People v. Postall

153 Misc. 2d 167, 580 N.Y.S.2d 975, 1992 N.Y. Misc. LEXIS 35
CourtNew York Supreme Court
DecidedJanuary 7, 1992
StatusPublished
Cited by1 cases

This text of 153 Misc. 2d 167 (People v. Postall) is published on Counsel Stack Legal Research, covering New York Supreme Court primary law. Counsel Stack provides free access to over 12 million legal documents including statutes, case law, regulations, and constitutions.

Bluebook
People v. Postall, 153 Misc. 2d 167, 580 N.Y.S.2d 975, 1992 N.Y. Misc. LEXIS 35 (N.Y. Super. Ct. 1992).

Opinion

[168]*168OPINION OF THE COURT

Michael R. Juviler, J.

1. THE ISSUES

This is a written version of an oral decision rendered after a hearing on a motion to suppress property seized from the defendant’s employment locker. The issue is the reasonableness of the warrantless search of the defendant’s locker at the post office where he worked as a United States Postal Service police officer.
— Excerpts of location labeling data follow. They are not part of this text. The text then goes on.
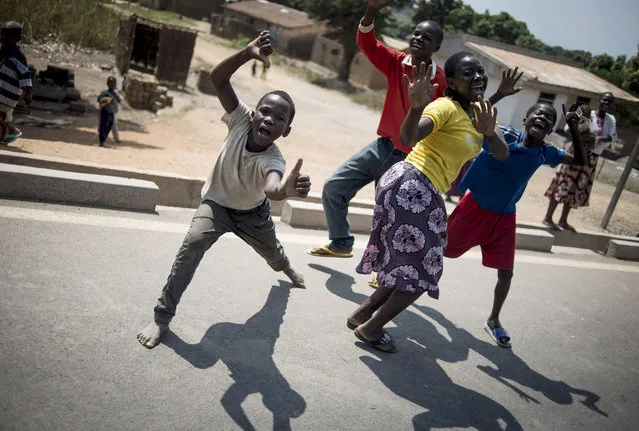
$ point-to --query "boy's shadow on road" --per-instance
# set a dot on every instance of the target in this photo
(415, 375)
(247, 350)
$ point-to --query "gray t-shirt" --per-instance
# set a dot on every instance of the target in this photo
(239, 176)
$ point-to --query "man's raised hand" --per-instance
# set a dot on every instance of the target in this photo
(420, 91)
(509, 79)
(377, 4)
(485, 118)
(260, 48)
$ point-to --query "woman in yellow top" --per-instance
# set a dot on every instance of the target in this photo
(409, 232)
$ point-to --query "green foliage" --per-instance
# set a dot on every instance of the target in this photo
(630, 73)
(435, 10)
(344, 15)
(460, 18)
(530, 42)
(84, 22)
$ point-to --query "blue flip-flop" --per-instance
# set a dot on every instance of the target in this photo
(10, 138)
(500, 336)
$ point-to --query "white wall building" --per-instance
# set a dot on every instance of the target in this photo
(545, 78)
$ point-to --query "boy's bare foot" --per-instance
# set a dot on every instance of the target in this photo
(566, 226)
(551, 224)
(296, 278)
(150, 336)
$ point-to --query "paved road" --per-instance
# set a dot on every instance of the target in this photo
(248, 351)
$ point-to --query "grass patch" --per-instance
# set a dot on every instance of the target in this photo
(157, 15)
(83, 22)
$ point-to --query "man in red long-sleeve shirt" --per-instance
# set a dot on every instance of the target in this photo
(370, 163)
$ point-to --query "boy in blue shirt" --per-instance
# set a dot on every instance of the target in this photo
(486, 215)
(109, 101)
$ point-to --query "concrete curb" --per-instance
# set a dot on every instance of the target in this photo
(597, 241)
(25, 182)
(174, 190)
(182, 191)
(623, 249)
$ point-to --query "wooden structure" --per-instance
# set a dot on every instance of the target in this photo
(153, 47)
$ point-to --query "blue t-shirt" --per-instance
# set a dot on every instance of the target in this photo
(114, 106)
(498, 185)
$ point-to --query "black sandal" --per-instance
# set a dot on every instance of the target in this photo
(384, 343)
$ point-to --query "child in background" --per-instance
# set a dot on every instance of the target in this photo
(15, 79)
(109, 101)
(409, 230)
(372, 161)
(10, 35)
(486, 216)
(235, 197)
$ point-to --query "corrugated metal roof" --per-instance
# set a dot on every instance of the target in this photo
(273, 13)
(550, 72)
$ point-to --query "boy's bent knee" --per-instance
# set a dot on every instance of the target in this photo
(505, 274)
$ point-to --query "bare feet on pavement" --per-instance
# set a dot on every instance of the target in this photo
(296, 278)
(150, 336)
(551, 224)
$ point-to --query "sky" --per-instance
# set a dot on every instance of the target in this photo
(610, 26)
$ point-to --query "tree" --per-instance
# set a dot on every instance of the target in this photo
(344, 15)
(461, 20)
(630, 73)
(530, 42)
(435, 10)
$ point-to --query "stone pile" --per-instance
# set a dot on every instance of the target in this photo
(143, 91)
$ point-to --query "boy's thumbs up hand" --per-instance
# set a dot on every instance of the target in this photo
(297, 184)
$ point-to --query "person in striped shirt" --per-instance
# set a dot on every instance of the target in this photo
(15, 79)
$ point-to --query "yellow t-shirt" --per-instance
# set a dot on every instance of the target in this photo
(453, 141)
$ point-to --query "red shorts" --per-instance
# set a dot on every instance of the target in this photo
(470, 225)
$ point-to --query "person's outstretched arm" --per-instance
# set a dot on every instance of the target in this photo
(258, 49)
(296, 184)
(572, 121)
(420, 93)
(377, 53)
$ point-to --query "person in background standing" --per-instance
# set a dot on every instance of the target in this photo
(572, 184)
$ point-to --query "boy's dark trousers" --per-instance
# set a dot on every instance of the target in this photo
(106, 122)
(209, 223)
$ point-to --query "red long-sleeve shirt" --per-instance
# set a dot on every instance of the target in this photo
(394, 64)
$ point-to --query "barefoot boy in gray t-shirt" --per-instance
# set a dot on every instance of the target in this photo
(235, 197)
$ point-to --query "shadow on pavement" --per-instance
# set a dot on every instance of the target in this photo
(415, 375)
(247, 350)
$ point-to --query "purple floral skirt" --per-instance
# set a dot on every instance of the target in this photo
(409, 232)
The motion calls into question the scope and effect of a United States Postal Service regulation purporting to authorize the search, and the applicability of the Federal and State constitutional provisions against "unreasonable searches and seizures” to the search of a public employee’s locker or desk. (See, US Const 4th Amend; NY Const, art I, § 12.) These issues have rarely, if ever, been treated in reported New York cases.

The defendant has been indicted for murder in the second degree. He is alleged to have shot to death Robert Brown on a street immediately outside the main post office in downtown Brooklyn, where the defendant was employed.

The defendant contends that he had a reasonable expectation of privacy in his locker, and no search warrant or consent to search had been obtained.

The People have the burden of going forward with evidence to show the lawfulness of the seizure of the property. Then it becomes the defendant’s burden to show an unlawful seizure (People v Pettinato, 69 NY2d 653).

On the basis of the credible testimony and the exhibits I make these findings of fact and mixed findings of fact and law:

2. THE SHOOTING AND THE DEFENDANT’S STATEMENTS

On the evening of June 28, 1990, Postal Police Officer Kenneth Ashworth heard shots coming from Johnson Street outside the main post office in downtown Brooklyn. When he arrived at the scene, he saw the defendant, who was in uniform, and recognized him as a colleague in the Postal Police Service. He also saw a man lying on the street.

Because Ashworth had heard shots he had drawn his own gun, but he did not point it at the defendant. He asked the defendant what had happened. The defendant said that the man (later identified as Robert Brown) had tried to take the [169]*169woman’s purse and had grabbed the defendant, reached behind his back, and threatened to kill the defendant.

Ashworth asked the defendant whether he had shot the man, and the defendant said yes. The defendant was dazed, apparently from the effect of shooting someone while on duty.

At about the same time, Postal Inspector Biegelman came upon the scene. He too recognized the defendant as a colleague.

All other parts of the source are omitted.